Fairbanks robbed me of so much. One of the things I’ve been keenly aware of having been taken from me is my trust. I trust no mortal. I hate sex. I am suspicious of ALL men. I cannot look at a man, ANY man and not wonder what he does when no one is looking. It sickens me. The fact that I am mother to four boys has not escaped my awareness, and it condemn’s me. Yet, no matter how guilty I feel for this mistrust–I cannot bring myself to trust. I dont’ even want to trust–especially not spiritual leaders who have been so hurtful–whether he means it or not.
So once again, tomorrow I will attend church with dread and utter fear in my heart and tears in my eyes, simply because I believe.

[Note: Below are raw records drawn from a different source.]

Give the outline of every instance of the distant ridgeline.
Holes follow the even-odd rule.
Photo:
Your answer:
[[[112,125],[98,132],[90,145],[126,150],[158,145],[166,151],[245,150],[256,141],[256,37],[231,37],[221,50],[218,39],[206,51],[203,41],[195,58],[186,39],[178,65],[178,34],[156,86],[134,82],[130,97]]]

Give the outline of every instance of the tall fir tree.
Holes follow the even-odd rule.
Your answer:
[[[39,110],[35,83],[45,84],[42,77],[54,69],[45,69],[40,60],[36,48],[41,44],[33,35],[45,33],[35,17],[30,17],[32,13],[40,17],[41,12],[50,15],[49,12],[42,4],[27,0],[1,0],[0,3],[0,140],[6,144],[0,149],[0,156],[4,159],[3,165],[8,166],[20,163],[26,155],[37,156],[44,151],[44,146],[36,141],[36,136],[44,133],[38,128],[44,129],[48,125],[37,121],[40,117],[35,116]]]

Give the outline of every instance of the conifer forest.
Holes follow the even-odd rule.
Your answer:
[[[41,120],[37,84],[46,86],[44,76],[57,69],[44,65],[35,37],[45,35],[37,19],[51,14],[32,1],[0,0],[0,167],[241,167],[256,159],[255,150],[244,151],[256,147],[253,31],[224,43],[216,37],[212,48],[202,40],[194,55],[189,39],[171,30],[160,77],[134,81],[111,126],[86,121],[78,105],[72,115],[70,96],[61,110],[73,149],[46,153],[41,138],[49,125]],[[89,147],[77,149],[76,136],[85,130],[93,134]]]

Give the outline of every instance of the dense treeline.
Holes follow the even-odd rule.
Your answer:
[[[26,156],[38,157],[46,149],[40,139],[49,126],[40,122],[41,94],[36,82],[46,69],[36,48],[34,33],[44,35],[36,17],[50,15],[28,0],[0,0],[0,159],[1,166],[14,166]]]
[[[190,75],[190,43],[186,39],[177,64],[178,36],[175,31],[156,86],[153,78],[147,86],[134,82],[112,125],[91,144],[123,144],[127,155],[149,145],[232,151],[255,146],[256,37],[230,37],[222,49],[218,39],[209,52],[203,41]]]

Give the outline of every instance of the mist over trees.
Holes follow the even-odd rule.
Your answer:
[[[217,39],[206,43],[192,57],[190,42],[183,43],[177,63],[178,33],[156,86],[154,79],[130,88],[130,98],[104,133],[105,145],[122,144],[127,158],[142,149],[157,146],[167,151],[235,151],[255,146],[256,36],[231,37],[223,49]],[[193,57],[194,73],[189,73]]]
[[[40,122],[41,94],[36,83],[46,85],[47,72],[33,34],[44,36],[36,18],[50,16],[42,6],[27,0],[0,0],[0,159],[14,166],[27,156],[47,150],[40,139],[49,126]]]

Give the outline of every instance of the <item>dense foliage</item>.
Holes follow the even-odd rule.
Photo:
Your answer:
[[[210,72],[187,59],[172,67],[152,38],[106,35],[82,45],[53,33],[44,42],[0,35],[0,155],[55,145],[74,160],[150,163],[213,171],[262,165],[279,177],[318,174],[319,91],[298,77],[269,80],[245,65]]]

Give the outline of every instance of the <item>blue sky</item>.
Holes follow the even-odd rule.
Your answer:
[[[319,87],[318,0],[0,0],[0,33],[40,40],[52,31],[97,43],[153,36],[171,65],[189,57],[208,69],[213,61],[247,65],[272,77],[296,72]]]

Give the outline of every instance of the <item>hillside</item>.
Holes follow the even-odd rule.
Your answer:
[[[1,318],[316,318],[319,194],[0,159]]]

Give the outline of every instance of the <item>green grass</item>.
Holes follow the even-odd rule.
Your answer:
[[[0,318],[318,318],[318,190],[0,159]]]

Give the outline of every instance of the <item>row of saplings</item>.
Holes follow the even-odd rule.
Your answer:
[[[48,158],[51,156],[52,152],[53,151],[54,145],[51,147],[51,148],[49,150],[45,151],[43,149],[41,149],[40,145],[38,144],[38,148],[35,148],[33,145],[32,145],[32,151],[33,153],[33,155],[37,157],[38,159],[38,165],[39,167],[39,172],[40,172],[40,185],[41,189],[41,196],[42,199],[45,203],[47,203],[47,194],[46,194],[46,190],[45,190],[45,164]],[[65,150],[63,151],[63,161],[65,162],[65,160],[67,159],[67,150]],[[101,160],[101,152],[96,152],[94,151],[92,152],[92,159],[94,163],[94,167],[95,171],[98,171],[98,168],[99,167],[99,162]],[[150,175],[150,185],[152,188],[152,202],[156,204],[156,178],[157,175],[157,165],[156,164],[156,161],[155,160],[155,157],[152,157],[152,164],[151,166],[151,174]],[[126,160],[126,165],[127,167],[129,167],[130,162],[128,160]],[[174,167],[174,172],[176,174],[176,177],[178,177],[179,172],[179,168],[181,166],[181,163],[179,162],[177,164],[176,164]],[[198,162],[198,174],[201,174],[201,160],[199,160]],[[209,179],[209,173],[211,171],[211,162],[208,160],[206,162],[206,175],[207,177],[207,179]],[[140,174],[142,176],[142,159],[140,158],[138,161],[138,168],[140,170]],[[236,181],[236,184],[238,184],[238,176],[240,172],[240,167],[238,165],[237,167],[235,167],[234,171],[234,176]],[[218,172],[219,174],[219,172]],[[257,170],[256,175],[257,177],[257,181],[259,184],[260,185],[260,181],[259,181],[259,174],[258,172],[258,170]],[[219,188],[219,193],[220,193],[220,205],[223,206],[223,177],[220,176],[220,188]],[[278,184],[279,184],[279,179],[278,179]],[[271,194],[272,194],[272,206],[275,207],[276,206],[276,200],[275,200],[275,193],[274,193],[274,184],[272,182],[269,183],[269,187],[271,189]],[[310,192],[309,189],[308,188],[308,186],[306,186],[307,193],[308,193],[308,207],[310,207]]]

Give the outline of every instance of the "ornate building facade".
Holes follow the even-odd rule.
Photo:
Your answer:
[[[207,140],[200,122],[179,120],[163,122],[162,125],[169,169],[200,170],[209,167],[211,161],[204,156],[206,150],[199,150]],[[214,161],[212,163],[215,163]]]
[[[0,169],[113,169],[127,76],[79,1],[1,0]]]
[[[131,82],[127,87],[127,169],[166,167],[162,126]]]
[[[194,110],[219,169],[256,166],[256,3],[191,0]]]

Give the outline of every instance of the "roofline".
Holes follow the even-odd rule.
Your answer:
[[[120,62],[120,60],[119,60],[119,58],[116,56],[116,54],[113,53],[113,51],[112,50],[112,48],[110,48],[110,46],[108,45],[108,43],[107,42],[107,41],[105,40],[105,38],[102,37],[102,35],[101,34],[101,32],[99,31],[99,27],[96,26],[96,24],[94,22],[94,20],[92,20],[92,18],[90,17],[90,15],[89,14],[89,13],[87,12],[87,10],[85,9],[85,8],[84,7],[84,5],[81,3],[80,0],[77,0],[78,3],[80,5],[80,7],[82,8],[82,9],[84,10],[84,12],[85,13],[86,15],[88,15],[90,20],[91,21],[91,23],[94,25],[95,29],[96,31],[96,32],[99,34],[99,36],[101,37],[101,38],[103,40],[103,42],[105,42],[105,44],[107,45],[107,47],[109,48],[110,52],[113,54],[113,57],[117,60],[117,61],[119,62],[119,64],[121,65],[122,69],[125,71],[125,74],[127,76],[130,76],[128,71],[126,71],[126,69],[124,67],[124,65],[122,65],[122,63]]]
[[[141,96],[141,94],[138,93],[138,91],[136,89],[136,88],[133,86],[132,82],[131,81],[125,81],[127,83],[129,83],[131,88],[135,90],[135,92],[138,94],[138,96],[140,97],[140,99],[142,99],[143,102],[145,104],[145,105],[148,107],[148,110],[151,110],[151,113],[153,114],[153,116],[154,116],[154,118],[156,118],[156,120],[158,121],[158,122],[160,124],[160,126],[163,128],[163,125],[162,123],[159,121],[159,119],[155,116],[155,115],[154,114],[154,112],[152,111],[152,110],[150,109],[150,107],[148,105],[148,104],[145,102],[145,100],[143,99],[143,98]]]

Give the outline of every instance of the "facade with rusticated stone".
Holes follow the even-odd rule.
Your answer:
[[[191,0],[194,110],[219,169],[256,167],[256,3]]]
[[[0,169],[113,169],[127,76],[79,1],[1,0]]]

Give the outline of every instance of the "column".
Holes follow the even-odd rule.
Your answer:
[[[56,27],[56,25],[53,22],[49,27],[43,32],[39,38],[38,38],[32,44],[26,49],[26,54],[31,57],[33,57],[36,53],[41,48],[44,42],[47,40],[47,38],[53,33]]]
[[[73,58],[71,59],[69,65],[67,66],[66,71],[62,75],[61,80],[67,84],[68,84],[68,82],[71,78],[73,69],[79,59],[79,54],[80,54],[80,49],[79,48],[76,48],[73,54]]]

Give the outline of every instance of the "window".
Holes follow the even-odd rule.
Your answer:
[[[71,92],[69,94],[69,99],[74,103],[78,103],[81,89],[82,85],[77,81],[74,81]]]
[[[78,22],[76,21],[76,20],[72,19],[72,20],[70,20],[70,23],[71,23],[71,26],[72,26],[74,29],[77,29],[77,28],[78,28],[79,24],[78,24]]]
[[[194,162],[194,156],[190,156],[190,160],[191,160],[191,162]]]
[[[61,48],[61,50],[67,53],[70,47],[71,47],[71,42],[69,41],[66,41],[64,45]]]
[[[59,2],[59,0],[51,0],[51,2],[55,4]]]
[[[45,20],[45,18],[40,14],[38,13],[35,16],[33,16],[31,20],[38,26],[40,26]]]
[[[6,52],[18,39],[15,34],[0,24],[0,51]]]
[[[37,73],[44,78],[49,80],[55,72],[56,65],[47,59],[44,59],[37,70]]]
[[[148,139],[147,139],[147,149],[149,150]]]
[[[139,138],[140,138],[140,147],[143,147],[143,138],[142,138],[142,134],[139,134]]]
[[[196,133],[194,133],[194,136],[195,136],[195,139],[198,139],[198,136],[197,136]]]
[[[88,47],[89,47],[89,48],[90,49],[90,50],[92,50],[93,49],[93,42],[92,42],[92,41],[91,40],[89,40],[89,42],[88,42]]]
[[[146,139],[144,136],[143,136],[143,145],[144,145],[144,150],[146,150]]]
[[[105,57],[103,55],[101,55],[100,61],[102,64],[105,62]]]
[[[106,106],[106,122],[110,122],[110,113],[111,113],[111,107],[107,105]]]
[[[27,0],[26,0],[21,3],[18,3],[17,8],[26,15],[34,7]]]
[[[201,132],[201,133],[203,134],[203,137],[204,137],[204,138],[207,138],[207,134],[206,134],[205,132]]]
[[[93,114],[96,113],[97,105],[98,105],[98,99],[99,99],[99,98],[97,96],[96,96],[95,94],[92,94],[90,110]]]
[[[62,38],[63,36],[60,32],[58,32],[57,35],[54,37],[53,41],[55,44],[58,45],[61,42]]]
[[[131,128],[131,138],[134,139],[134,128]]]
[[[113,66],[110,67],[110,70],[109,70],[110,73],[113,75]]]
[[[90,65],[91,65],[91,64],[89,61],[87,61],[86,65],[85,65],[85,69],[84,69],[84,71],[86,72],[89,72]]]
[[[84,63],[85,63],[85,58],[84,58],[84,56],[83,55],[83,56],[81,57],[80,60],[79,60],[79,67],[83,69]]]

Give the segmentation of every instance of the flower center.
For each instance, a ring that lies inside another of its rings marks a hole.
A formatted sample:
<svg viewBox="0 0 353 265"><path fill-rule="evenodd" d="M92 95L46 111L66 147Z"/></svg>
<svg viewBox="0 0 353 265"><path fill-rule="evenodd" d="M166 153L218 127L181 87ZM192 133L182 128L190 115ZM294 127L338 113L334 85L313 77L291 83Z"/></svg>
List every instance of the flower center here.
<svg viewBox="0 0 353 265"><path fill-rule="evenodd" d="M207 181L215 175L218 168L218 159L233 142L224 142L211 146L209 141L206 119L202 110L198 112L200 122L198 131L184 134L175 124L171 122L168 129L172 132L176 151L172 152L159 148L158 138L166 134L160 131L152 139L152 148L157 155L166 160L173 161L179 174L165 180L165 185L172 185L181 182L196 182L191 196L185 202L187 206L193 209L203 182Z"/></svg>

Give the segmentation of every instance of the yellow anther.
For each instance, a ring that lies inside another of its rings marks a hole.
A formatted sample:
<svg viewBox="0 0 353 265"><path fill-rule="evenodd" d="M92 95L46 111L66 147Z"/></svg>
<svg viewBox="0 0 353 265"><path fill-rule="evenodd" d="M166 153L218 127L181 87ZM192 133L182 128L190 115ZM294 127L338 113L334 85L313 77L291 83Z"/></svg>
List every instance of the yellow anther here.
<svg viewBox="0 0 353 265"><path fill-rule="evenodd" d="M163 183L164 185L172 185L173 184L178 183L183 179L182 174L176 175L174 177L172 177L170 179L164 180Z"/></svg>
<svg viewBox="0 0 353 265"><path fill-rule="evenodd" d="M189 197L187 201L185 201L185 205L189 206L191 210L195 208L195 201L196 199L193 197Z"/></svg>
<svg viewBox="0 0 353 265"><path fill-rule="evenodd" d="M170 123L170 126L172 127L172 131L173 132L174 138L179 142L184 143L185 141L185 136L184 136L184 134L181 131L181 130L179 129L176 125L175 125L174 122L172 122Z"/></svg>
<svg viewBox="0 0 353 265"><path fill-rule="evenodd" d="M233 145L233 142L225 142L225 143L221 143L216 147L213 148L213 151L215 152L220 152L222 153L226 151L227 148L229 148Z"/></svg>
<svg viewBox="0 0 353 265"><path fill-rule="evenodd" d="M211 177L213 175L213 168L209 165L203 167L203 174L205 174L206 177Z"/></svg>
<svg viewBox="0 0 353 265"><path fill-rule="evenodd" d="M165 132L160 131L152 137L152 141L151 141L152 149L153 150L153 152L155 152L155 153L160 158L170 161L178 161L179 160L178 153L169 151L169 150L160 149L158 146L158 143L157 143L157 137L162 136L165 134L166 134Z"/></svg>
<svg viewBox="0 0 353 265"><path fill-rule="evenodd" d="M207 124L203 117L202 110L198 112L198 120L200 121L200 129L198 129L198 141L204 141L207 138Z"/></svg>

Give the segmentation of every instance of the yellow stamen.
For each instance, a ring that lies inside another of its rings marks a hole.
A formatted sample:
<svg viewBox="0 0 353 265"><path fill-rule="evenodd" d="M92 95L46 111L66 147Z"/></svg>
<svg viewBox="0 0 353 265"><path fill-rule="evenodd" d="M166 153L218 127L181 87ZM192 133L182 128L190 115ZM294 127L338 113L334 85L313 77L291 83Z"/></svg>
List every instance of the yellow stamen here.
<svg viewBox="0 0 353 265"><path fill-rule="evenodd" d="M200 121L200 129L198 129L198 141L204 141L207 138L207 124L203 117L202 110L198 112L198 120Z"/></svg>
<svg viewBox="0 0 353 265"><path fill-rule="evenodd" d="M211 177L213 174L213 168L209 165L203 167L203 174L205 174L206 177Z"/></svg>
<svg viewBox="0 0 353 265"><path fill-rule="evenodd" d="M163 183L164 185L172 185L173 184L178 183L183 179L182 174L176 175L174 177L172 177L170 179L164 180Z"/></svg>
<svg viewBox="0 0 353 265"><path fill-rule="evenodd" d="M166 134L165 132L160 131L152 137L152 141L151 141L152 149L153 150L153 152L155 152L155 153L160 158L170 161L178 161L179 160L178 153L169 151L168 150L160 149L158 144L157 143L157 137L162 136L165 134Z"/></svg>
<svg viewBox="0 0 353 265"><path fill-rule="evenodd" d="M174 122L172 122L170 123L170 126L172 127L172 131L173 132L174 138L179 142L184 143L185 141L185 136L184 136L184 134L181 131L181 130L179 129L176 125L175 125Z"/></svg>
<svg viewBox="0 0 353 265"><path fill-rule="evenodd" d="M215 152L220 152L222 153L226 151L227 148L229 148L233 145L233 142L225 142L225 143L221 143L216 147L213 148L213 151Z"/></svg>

Not because it feels good, not because I or my family will be nurtured or feel welcome.Certainly not because I trust anyone there . Just because I believe. I believe in God, that Jesus in the Promised Messiah, that He loves me and has a plan for my family. That somehow, someway, He will make us stronger and better and happier if we endure just a little longer. That His way, is the only way to overcome this horrid world–this fire that we must walk through. So ironic that both Heave and @#!*% are right here on Earth. There are days I can almost touch Heaven. When Skippy smiles, or Tory laughs. When I can actually connect to Bo. When the fog lifts and I can paint uninterrupted. When I watch Bill enjoying his chicken. When Fred plays nicely with his brothers. But most days, it’s @#!*% . And I’m bracing myself.